All the complaints seem to be coming from her ACCT 1100 class. I gave her all my lectures and workbook solutions, so it was the most completed when I passed it off to her. The course is structured so that a chapter takes up two classes, maybe three. In one, the instructor lectures. In the other, the instructor demonstrates and assigns problems in the workbook. Teach the concepts, then show the application, if that makes sense. The lectures area all in PowerPoint, and the workbook solutions are all in Excel. For the latter, I changed the font color to white to match the background. When going over the workbook problems, you just change a cell’s font color to black to show the solution. I’ve had to explain to her several times how to change the font color. A couple of students complained to me that she gets off track, gives the wrong answers in class, and seems confused about the material she’s teaching. I mean, this is Financial Accounting One, the most basic of our courses! Managerial Accounting is structured the same way, but it only meets once a week, and she’s had to create that course’s materials on her own. I shudder to think what’s going on in that class.
Maybe that’s why no one has complained. Because she had to dive in and start building that class’s materials, it forced her to become familiar with it. I really hope that she just struggling with Financial Accounting I because she thought that since it was already intact, she didn’t have to give it much preparation.

Cynthia can at least be salvaged (I hope). The same can’t be said for the adjunct who made me look like a class 10 A-hole at the start of the semester. Our degree program includes a law class called “Legal Environment of Business.” I’m technically credentialed to teach it since I took a business law class in graduate school, but I’m an accountant, not an attorney, so I’m not the best option. We had a local attorney, Mark, who was our only really viable option for teaching the class. I think Mark got too comfortable in the COVID crisis. All classes were converted to online at the midpoint of last spring semester, and the online format continued for all classes that summer. Mark seems to have developed a taste for getting a paycheck while sitting at home. He wanted to continue just teaching online in the fall, but not all students have the GPAs to take online classes, so we needed it to be face-to-face. When he couldn’t have his way, he declined to teach at the last minute, and we had to scramble to find a replacement.
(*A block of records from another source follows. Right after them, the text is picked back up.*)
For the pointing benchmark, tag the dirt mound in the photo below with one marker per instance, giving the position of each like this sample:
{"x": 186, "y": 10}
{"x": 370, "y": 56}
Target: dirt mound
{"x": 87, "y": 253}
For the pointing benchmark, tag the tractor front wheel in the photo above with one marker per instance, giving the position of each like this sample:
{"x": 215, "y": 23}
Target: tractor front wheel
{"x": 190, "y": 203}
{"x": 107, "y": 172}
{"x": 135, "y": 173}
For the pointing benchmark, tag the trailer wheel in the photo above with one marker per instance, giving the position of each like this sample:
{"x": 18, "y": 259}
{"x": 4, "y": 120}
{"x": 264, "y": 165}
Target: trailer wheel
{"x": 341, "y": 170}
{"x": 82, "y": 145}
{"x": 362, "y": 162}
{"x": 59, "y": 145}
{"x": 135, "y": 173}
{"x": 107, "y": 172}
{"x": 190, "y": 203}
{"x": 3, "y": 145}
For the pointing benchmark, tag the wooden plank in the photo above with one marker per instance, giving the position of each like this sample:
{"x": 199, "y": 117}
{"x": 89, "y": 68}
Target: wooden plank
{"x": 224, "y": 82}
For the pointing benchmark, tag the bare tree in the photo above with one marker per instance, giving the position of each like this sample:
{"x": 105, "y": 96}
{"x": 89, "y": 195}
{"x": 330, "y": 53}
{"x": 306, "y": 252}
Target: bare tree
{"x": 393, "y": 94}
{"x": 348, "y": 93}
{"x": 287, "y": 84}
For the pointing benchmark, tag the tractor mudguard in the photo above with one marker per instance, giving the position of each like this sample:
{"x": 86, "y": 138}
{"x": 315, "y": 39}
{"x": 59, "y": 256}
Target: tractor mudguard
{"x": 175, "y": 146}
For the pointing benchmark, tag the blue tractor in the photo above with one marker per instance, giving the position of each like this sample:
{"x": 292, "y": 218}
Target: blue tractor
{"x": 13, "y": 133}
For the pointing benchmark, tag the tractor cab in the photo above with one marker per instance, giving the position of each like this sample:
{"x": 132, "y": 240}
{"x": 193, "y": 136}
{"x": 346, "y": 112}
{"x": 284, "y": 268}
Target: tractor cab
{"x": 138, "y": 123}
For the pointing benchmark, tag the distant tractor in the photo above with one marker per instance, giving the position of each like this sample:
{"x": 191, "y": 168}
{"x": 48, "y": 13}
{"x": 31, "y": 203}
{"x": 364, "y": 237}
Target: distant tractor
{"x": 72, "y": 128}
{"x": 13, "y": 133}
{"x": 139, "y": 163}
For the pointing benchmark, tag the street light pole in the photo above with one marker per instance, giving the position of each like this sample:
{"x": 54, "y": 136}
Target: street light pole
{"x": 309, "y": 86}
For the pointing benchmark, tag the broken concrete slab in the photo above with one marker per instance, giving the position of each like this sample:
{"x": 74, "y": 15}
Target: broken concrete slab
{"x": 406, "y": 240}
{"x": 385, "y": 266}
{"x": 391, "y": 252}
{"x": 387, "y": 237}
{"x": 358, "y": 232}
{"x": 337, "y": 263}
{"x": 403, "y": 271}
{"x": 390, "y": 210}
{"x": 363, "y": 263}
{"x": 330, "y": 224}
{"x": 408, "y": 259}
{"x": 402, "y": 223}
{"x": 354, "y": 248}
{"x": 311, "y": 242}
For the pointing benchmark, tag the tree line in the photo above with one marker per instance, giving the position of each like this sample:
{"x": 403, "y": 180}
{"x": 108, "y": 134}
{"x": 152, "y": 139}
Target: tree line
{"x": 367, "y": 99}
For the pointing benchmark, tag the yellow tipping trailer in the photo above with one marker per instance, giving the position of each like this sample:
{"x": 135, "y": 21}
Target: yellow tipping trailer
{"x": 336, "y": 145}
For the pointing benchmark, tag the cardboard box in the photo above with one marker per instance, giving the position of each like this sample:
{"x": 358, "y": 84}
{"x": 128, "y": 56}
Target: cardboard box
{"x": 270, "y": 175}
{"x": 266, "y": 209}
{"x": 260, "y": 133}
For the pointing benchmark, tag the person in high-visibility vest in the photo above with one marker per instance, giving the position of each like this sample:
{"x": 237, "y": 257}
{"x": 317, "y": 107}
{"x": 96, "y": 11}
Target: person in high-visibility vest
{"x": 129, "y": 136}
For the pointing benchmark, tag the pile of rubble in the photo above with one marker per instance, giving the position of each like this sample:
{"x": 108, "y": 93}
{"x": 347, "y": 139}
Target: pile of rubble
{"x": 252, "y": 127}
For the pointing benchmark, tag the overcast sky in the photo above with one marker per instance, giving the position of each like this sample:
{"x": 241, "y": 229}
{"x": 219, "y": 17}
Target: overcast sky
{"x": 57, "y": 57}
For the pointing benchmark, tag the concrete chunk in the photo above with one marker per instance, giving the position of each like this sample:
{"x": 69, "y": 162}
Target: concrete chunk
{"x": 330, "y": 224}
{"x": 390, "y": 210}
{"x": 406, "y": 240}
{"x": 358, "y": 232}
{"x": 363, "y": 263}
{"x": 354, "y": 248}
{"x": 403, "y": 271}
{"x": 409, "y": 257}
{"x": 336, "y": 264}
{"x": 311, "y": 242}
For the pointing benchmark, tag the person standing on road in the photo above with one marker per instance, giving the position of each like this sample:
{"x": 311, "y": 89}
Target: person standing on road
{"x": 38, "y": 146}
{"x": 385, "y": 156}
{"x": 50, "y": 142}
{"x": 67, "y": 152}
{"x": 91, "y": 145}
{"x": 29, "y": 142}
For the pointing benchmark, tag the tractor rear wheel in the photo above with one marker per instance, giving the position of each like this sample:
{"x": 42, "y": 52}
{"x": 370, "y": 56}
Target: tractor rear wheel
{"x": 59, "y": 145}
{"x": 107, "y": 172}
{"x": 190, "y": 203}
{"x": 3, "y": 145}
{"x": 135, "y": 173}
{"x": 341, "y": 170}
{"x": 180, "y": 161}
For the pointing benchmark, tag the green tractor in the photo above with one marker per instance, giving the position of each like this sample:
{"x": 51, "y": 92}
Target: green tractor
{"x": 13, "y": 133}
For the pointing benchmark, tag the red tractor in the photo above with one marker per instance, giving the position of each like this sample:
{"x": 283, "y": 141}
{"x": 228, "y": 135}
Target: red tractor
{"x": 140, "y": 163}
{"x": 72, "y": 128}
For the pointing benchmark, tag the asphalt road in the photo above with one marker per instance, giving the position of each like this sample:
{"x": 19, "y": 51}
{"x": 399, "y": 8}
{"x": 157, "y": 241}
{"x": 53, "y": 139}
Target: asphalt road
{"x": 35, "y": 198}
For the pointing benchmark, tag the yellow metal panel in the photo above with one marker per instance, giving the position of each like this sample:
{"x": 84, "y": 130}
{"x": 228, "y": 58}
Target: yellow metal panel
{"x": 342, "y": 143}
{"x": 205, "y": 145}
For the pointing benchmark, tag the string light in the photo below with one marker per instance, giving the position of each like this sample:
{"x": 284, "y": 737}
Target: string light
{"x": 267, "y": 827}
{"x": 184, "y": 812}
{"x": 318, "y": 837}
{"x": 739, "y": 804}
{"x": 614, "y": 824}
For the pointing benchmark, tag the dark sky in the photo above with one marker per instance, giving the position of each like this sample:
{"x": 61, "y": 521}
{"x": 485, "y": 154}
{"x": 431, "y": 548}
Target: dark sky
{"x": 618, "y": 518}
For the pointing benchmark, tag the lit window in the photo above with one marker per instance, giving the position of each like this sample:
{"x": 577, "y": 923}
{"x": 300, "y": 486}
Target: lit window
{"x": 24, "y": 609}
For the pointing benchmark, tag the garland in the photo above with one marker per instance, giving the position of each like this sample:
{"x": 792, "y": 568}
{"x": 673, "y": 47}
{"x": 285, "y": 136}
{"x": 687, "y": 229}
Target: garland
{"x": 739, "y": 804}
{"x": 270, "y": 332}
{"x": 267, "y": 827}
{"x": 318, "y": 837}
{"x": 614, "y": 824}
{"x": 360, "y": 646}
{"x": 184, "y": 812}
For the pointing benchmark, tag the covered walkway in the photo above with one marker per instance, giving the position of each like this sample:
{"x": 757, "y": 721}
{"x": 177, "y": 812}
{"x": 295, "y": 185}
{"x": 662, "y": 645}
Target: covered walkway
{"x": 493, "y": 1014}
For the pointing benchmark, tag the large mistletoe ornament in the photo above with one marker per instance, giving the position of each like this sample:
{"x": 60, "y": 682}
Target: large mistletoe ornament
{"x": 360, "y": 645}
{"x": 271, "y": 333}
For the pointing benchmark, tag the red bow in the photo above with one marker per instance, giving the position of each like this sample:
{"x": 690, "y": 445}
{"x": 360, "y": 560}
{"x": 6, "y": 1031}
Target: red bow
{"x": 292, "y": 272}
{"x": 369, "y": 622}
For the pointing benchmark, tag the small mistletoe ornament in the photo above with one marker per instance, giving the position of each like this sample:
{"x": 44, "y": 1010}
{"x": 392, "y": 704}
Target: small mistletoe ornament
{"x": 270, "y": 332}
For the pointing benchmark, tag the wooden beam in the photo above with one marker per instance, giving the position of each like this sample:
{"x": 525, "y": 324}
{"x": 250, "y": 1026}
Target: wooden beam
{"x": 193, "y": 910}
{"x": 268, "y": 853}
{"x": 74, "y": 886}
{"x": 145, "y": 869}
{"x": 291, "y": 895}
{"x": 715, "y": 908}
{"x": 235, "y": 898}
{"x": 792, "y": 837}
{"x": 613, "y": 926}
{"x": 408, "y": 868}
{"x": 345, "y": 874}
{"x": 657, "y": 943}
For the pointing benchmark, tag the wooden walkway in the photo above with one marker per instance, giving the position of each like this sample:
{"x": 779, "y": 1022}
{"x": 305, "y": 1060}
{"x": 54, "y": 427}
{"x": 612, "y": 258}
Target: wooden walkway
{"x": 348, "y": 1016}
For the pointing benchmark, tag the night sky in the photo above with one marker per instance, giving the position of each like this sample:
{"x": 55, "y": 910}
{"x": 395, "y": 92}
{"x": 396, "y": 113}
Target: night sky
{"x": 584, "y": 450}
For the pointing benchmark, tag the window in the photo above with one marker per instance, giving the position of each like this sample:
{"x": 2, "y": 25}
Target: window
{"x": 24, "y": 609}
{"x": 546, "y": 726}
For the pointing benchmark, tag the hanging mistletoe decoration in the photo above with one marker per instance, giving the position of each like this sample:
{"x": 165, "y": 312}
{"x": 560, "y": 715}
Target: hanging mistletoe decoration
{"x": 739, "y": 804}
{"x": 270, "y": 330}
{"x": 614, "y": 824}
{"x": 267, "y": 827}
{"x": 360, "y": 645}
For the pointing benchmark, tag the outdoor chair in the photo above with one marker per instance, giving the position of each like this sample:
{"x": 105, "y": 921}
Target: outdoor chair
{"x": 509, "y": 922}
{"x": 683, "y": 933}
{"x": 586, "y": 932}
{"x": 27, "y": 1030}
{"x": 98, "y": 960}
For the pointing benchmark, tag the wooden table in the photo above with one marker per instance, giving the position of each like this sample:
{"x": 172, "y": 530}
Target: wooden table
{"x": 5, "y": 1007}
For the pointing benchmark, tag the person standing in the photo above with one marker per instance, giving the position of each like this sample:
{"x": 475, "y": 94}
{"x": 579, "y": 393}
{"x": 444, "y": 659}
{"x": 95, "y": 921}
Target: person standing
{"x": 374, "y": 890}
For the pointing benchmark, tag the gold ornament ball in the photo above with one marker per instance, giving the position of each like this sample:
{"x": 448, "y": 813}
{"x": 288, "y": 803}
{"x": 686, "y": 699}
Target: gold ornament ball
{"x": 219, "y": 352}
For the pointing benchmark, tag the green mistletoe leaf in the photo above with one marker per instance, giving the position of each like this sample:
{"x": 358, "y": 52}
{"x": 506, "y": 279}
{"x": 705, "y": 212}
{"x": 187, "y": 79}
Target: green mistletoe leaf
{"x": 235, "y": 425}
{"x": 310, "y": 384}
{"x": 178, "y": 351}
October comes, he sends me an email that he wants to teach the class on campus this Spring. I agree and give him his request. Then, two days after the semester starts, he sends me an email saying that he can’t teach because he still doesn’t feel comfortable with COVID. Where was this reservation in the previous three months when I would have had time to find a replacement?

It gets better. I get a slew of emails every day, and only so many are pertinent to me. This one slipped right by me, so I wasn’t aware that he had declined until the night his class was scheduled and no one showed up. Students complained, the Dean was notified, and I got my butt chewed out. One nicety about the Dean is that while he can get salty when disturbed, I think he can quickly feel bad about becoming so volatile and acts overly nice immediately thereafter. It turns out, this isn’t the first time Mark has pulled a stunt like this one. A few years ago, he backed out of another full-time position after the semester had started for some reason or another. Dean and the Vice President made it clear that Mark will not get another contract to teach.


Marg January 29, 2021

Well at least you can be secure in the knowledge Mark had done that sort of thing before and you won’t have to deal with him again. I hope Cynthia finds her feet and picks up her game!

Small Town Girl January 31, 2021

Yikes! Mark sounds like a dud! Good riddance.